Stamping is amazingly quick and easy when using a Stampin' Around wheel. You can use the wheels with ink cartridges, or ... if you're like me {wink}, you can simply roll the wheel over a stamp pad. The wheels ink up just fine using a pad as long as you are making a card or other small item. The ink will run out if you're attempting a scrapbook page - so always use an ink cartridge for any items larger than 5 1/2 inches.

1) Remove the cover of the ink cartridge and insert cartridge into the handle.
2) Snap the wheel into the handle.
3) Push the cartridge forward so the inked surface rests against the wheel.
4) Roll the wheel on scratch paper or Stampin' Up! Grid Paper to ensure it is thoroughly inked.
5) Push or pull (whichever works best for you) the wheel across your paper or card stock, starting before the edge of the paper and continuing off the other edge. Always roll in the same direction to keep the wheel thoroughly inked. Keep your wrist steady to avoid rocking the wheel. For best results, keep the cartridge well inked.
6) To wheel straight lines use the wheel guide {shown below}. You'll save yourself lots of time and stress with this guide.

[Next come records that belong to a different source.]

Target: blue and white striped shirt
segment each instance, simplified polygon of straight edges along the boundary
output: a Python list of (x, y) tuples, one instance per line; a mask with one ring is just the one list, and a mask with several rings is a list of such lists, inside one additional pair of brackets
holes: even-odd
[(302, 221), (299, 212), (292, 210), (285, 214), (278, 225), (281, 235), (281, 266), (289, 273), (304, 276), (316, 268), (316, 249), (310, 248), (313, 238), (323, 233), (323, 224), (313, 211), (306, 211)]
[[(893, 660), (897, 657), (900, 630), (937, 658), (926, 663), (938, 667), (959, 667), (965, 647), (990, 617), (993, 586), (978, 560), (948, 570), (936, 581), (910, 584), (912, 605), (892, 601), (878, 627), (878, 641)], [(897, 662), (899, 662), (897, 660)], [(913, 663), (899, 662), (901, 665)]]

1) Roll the wheel slowly and firmly across the paper to achieve a darker image.
2) Place your forefinger on top of the handle while wheeling. This will help steady the wheel and prevent it from rocking and creating a smudged image. I find this is essential to a clear image.
3) To keep my cartridges moist when not in use, I seal them up in sandwich baggies.

4) If you're right handed, start rolling the image on your paper from right to left. This will enable you to see the image while rolling and your hand won't be in the way. If you are left handed, roll from left to right.

Wheels work great on an assortment of projects like on a scrapbook page, gift packaging, card, envelope, or letterhead. Stampin' Around wheels are not only versatile, but they're a great value too. While only one handle is necessary, sometimes you will find an extra handle is always useful for projects stamped with multiple wheels or when more than one family member wants to use a wheel.